Deputy Commander-in-Chief of the IRGC
The Deputy Commander of the IRGC is appointed by the IRGC Commander-in-Chief and approved by the Supreme Leader. IRGC Brigadier General Ali Fadavi was appointed as the deputy commander of the IRGC on May 16, 2019. Fadavi was previously head of the IRGC navy.
IRGC Deputy Commanders
Currently, in the organizational structure of the IRGC, there are Deputies of Manpower, Strategic, Political, Executive Information, Legal, Relief, Health and Medical, Cultural and Social Education, Inspection, Preservation, Finance, Operations, Support and Logistics, Physical Training, Public Relations and Publishing, Safety, Ideological-Political Education, Information and Communication Technology, Industrial Research, Strategic Planning, Engineering, and Coordination.

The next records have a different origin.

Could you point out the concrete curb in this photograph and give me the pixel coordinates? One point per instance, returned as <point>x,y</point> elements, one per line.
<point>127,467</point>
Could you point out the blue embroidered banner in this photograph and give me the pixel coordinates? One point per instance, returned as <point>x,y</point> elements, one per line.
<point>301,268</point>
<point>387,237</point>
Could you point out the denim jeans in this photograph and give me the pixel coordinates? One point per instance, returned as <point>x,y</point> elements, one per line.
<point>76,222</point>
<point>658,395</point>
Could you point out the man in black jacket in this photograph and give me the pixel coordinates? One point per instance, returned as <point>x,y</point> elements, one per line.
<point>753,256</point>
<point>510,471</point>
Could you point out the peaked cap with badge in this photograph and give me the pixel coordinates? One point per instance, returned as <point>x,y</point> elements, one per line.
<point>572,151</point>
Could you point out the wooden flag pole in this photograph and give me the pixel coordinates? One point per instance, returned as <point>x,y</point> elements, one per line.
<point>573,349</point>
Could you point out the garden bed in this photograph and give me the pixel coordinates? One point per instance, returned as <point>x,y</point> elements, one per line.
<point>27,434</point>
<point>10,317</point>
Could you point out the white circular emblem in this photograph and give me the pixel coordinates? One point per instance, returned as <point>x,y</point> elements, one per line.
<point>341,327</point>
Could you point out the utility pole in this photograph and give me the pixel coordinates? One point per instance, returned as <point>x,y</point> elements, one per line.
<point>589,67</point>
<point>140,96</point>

Among the IRGC deputies, the deputies for Public Relations and Publishing, Ideological-Political Education, and Political are appointed and controlled by the representative of the Supreme Leader in the IRGC.
IRGC Coordination Body
The primary responsibility of this institution is to coordinate between the four forces of the IRGC (Ground, Naval, Air, and the extraterritorial Quds Force) and the Basij organization, but gradually its influence has expanded. The headquarters includes personnel affairs units, military training, ideological-political training, publications and propaganda, information, planning and operations, the Basij militias, and engineering.
Ongoing campaigns of this headquarters are the Kosar Development Plan (defence missions), Nasim Rahmat Plan (support for IRGC missions), Ghaem Plan (defence missions), Velayat Plan (defence missions), Shushtari One plan (IRGC ground missions in border areas), Noor Rabi project (defence missions in the provincial corps), Hassan Tehrani Moghaddam Development Plan (specialized defence plan in the field of missiles), Roudaki Plan (IRGC naval defence missions), Kazemi Plan (naval missions), Brunsi Plan (control and security missions on the outskirts of metropolitan areas), Bagheri Plan (defence missions), and Noor Hedayat plan (organizing the Basij’s elites).
This joint headquarters is also involved in the construction of mosques through the Kowsar base. Most of these plans have military and security dimensions and no specific information is available about them.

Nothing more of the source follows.